No lado dos pessimistas, a inflação é a principal queixa. A alta acumulada nos últimos 12 meses foi de 5,53% em abril de acordo com o IPCA, o índice oficial do governo. “As coisas estão muito caras no mercado. O boi no pasto está barato, mas no açougue chega caro. É muito imposto”, afirma a professora Cácia Maria Gomides, de 58 anos. O artista Carlos da Silva Barros, 70, que votou nulo, diz que a economia está “desabando”.
A taxa básica de juros (Selic), hoje em 15% ao ano, calibrada pelo Banco Central como remédio à inflação, é outra reclamação que cai no colo de Lula. “Ele (presidente) não fez coisas boas. Aumentou o combustível, os alimentos, inflação, a taxa de juros. Está muito alto”, diz o autônomo Rafael Araújo, de 33 anos.

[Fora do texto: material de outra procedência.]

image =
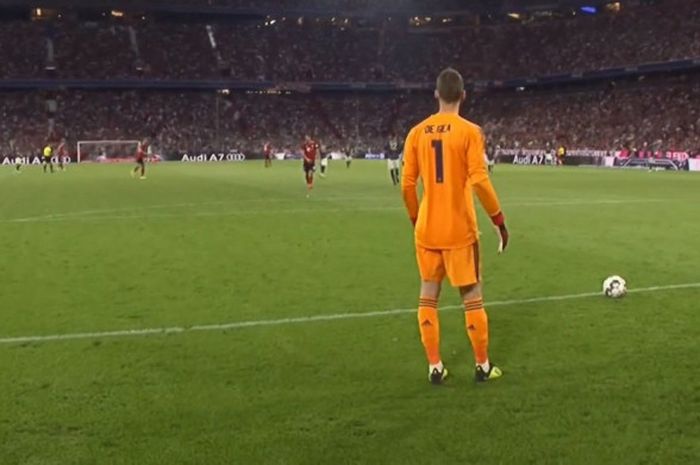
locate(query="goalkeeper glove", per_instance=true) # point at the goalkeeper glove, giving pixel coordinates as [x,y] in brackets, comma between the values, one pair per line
[499,222]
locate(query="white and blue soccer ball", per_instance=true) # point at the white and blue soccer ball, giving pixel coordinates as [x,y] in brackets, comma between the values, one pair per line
[615,287]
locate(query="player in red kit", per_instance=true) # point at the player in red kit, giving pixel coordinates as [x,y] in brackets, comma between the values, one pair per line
[310,148]
[267,152]
[62,154]
[141,151]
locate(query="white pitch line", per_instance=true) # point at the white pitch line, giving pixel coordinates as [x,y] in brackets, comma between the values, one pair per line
[310,319]
[103,215]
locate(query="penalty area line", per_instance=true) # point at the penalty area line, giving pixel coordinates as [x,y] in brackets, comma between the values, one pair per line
[311,319]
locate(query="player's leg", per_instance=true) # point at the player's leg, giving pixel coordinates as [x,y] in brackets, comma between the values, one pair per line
[432,272]
[309,175]
[463,269]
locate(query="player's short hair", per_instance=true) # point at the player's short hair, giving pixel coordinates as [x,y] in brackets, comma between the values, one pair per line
[450,85]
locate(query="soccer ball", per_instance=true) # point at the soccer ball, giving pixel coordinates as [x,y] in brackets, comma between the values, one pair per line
[614,287]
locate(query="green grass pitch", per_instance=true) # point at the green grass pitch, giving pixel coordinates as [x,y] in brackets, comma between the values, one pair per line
[587,380]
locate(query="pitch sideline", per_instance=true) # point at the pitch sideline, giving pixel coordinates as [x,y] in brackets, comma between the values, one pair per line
[309,319]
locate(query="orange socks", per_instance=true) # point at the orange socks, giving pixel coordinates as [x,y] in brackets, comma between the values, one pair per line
[477,324]
[429,326]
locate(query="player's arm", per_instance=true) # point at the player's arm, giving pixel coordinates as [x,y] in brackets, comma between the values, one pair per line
[482,186]
[409,178]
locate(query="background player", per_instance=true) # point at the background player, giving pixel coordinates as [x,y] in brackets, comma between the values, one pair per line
[447,153]
[348,156]
[62,153]
[267,152]
[490,157]
[46,159]
[325,160]
[141,150]
[393,153]
[310,149]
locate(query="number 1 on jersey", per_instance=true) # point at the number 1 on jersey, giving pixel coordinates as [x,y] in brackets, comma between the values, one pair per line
[439,170]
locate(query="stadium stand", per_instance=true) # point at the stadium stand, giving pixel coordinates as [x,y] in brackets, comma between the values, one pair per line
[608,114]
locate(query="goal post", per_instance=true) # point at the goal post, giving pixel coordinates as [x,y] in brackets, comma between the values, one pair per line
[106,151]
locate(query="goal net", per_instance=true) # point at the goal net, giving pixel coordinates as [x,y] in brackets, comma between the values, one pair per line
[106,151]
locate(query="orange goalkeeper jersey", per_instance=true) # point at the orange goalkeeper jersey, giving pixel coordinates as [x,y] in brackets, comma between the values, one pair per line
[447,152]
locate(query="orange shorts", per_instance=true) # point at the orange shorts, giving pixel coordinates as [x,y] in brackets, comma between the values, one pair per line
[462,266]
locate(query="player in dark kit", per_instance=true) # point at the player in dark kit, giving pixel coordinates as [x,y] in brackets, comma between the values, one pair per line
[267,152]
[141,150]
[393,153]
[490,157]
[310,149]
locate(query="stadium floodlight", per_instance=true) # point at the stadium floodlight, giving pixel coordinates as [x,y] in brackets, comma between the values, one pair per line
[106,150]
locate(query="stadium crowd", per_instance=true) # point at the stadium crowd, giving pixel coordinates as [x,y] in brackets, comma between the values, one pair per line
[305,49]
[659,114]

Perguntados sobre o que mais na área econômica do governo Lula lhes desagrada, os moradores da “mini-Brasil” relatam sentir que o presidente é inimigo do agronegócio, que a carga tributária só cresce e que é difícil encontrar trabalhadores dispostos a assinar a carteira de trabalho — porque supostamente estes preferem continuar na informalidade para continuar a receber auxílios federais.
A prefeitura de São Sebastião do Oeste calcula que a população da cidade vá crescer quase 200% nos próximos dez anos, para cerca de 25 mil habitantes, por conta dos migrantes que não param de chegar em busca de carteira assinada. A falta de moradia é a principal dor de cabeça do poder público. Placas anunciando lotes a preços módicos pipocam no subúrbio da cidade.
A profunda transformação pela qual passa São Sebastião do Oeste indica que nos próximos anos o município pode perder a característica de espelhar o Brasil de maneira tão fiel. Os moradores temem que a satisfação com o emprego na região dê lugar à preocupação com a violência. É a última semelhança com o resto do País que os sebastianenses querem ter.